The Watauga Democrat weighed pros and cons of eliminating Boone’s ETJ, taking a he-said/she-said perspective. S865 would eliminate the town’s ability to plan on people who cannot vote for members of town council. The counterargument is that they aren’t taxed, either, and they may serve on the town’s board of adjustment and planning commission.

Republican Rep. Jonathan Jordan of Jefferson said he fully supports the bill . . . “It’s an issue of control – it’s regulation without representation,” said Jordan, echoing a phrase [the legislator who introduced the bill, Dan] Soucek, used to describe the ETJ. “The citizens in that area can’t vote for the people that are controlling them.”

Boone Mayor Andy Ball and Boone Town Council members, who are all Democrats or progressives, have expressed vocal opposition to the bill, arguing that ETJs are an essential planning tool to prevent unrestricted development that would place strains on infrastructure.

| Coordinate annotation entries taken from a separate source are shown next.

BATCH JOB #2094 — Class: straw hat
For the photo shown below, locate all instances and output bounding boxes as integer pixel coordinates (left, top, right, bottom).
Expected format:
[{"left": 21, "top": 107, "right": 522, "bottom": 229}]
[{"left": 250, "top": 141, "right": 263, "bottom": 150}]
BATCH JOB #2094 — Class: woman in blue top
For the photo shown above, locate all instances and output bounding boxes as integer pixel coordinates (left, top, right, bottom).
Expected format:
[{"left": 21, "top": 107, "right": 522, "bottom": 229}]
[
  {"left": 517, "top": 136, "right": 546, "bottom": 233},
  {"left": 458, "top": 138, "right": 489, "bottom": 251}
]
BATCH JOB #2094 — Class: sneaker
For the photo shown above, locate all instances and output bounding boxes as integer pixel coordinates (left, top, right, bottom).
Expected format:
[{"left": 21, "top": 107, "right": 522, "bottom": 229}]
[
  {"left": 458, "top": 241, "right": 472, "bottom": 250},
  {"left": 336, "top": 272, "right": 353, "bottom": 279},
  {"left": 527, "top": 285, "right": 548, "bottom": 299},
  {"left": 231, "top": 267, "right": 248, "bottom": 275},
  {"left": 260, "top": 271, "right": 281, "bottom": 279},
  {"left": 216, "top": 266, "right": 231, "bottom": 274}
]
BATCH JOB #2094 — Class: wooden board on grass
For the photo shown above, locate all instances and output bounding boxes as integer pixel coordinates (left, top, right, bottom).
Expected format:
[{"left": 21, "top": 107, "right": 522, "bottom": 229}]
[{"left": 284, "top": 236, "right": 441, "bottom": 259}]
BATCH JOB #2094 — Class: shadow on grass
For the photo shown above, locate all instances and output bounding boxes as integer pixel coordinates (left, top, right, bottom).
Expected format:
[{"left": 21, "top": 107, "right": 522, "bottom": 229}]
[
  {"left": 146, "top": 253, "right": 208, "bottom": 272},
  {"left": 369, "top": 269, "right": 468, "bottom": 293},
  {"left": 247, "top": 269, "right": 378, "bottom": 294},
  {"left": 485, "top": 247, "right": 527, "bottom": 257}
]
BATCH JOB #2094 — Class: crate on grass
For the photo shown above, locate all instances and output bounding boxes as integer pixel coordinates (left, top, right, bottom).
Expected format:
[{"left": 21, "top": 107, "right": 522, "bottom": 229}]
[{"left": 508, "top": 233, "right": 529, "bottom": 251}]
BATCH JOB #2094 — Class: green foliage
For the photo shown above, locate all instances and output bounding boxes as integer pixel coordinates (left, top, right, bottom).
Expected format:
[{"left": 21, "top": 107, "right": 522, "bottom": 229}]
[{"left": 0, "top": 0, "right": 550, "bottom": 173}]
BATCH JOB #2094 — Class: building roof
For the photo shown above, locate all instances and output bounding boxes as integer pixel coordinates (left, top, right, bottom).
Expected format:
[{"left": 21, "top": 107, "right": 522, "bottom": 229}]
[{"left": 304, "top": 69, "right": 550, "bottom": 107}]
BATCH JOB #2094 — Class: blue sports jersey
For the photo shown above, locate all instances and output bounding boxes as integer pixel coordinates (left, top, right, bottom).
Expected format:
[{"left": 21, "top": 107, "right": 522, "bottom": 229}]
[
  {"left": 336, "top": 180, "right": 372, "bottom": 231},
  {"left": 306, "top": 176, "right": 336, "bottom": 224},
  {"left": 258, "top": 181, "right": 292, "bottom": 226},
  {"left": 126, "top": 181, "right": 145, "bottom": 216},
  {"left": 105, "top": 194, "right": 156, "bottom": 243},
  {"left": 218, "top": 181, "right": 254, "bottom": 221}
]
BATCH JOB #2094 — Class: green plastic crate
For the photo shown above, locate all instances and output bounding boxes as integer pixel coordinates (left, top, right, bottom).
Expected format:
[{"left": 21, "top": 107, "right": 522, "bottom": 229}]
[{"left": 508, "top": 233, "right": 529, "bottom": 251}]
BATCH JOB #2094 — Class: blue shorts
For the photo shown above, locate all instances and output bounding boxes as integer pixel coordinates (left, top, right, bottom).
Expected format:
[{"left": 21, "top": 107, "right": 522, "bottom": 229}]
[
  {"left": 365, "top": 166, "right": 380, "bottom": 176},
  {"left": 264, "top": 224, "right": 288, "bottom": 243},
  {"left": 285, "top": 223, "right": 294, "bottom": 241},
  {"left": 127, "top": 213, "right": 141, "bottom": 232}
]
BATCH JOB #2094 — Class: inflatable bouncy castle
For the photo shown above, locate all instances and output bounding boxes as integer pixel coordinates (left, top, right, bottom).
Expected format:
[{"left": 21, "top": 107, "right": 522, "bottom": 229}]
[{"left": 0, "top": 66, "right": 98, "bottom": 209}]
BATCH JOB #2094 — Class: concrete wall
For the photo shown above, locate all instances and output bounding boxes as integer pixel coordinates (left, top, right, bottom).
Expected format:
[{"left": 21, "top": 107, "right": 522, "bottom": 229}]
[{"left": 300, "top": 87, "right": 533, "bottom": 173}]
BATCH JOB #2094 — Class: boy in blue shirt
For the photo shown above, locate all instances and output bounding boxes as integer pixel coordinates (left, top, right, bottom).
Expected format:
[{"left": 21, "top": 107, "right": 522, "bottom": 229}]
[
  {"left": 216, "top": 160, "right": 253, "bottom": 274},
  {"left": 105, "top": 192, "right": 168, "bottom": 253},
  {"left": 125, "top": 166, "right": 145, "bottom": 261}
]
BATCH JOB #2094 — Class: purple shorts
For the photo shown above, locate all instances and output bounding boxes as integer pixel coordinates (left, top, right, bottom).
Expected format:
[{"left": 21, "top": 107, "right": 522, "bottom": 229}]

Other opponents were concerned about the environment and the free exercise of personal property rights – as opposed to the rights others have to a say in how people arrange their space.

Soucek explained other options for planning on people, which tended to be a little more respectful of the degree to which individuals want to be controlled by others, would remain.

“I would love to be annexed,” [resident Sandy] Everhart said. “We were told . . . they could not because of the cost involved in it.”

One envisions a sci-fi thriller in which Dr. Demento, in his control freakery, puts beastly humans under his spell until he shapes them into profitable servants he can call his own.